01/25/2013 11:29 am ET Updated Mar 27, 2013

Have You Hugged Your Whistleblower Today? They Could Use It

Shakespeare tells us, "The truth will out." But, what do we do about this truth, and with those who tell it?

If you think the legendary "thin blue line" is stressful, you should try walking the "thin gray line" of the Whistleblower. The "blue line" of cops are there to protect us from dangerous street criminals, but their civilian counterpart has an even more impossible (even dangerous) task -- to protect us from the insidious and frightening dangers of corporate and government miscreants.

This topic came to mind when I was directed to read an article that appeared in Forbes Magazine earlier this month titled: "A Barrage of Legal Threats Shuts Down Whistleblower Site, 'Science Fraud.'" (Repercussions since.)

The Forbes author is rightfully horrified that Science Fraud, which in just six months of existence had caused suspect work in 300 peer review publications to be held up to the light of truth and found (seriously, in some cases) wanting. Our own "scientists" twisting truth for personal benefit and millions of dollars in government support. Whoda Thunk?

Continuing that line of curiosity, what does an "outed" prevaricator do when sunshine floods the dark corners of their world? Why, sue, of course. That they did, and we can now say "goodbye" to a website that had only two purposes -- to inform and to protect.

Similar handles are pulled in the corporate and government world when some form of wrongdoing is exposed. Although filing suit is a popular attack, their immediate weapon of choice is much more intimate; they fire or harass the troublemaker. The latter, for years...
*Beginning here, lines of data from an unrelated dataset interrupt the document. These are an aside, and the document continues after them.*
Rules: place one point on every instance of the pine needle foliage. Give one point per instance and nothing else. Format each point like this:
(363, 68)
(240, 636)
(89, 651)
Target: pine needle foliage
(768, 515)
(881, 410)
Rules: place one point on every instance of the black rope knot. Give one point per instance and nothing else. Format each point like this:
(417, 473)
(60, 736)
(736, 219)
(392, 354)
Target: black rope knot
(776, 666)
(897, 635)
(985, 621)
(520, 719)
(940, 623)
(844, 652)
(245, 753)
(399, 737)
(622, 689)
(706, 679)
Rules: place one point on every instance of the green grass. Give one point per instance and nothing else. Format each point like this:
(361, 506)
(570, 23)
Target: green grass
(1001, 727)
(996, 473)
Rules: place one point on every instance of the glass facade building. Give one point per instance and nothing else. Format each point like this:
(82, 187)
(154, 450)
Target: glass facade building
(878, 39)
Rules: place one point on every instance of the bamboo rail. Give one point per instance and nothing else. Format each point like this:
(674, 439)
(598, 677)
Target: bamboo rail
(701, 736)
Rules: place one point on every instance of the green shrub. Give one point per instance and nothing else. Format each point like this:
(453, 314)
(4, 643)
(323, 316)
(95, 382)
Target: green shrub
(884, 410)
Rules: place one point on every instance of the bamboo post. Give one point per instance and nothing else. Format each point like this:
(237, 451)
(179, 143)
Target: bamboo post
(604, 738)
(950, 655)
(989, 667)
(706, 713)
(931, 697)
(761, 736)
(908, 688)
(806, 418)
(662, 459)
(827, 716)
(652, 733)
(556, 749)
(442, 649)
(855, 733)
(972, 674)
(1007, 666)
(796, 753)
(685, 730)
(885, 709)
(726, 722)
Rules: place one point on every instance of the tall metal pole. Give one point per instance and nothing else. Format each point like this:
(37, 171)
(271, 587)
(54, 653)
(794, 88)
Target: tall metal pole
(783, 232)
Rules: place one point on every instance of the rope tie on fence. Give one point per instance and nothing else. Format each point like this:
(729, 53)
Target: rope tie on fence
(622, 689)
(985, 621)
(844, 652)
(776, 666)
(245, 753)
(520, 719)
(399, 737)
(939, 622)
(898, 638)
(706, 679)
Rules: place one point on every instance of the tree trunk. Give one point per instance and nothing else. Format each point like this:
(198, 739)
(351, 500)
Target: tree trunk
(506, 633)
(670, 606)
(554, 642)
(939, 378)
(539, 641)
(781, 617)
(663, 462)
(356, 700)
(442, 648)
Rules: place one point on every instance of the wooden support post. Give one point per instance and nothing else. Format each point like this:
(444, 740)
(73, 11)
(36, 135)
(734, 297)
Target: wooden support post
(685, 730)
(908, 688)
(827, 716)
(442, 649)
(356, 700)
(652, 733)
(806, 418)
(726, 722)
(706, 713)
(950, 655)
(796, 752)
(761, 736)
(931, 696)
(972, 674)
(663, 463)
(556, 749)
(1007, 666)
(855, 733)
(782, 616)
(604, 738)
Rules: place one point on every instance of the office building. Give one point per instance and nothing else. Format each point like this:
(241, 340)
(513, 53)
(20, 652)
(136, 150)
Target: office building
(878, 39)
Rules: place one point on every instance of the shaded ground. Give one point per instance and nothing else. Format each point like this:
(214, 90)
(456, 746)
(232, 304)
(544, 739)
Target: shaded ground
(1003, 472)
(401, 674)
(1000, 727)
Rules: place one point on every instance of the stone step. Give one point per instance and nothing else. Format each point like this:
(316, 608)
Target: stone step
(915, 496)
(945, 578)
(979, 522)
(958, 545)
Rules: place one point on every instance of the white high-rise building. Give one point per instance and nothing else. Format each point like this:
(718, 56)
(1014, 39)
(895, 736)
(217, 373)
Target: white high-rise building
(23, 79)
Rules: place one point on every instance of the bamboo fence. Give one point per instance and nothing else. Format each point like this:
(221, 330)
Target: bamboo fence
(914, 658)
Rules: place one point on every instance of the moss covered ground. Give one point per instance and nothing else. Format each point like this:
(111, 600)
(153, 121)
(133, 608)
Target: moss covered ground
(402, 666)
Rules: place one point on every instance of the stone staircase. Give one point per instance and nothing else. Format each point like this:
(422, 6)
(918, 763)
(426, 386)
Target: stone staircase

That's how it is, and why should you and I care? Why shouldn't an employer or a government be allowed to fire someone who has revealed that-which-must-be-concealed? Looking at it through their eyes, there are reputations to be protected, grand missions to continue. And, yes, the bottom line to be protected.

But, their eyes are self-serving eyes, and benefit us not

I posed these questions to Evelynn Brown, a woman who has been a whistleblower herself, who then went on to found the Whistleblower Advocacy Group, and the Brown Center for Public Policy. This is where she and her team provide services to whistleblowers, as well as work to educate the public on the importance of disclosures of violations of law or ethics.

She is not pleased.

"There is too much being covered up, too much silencing of people, and not enough encouragement," she says, and emphasizes the necessary role of government and the Office of Special Counsel in protecting workers -- especially whistleblowers. (Interview here.)

Have you hugged your whistleblower today? They could use it.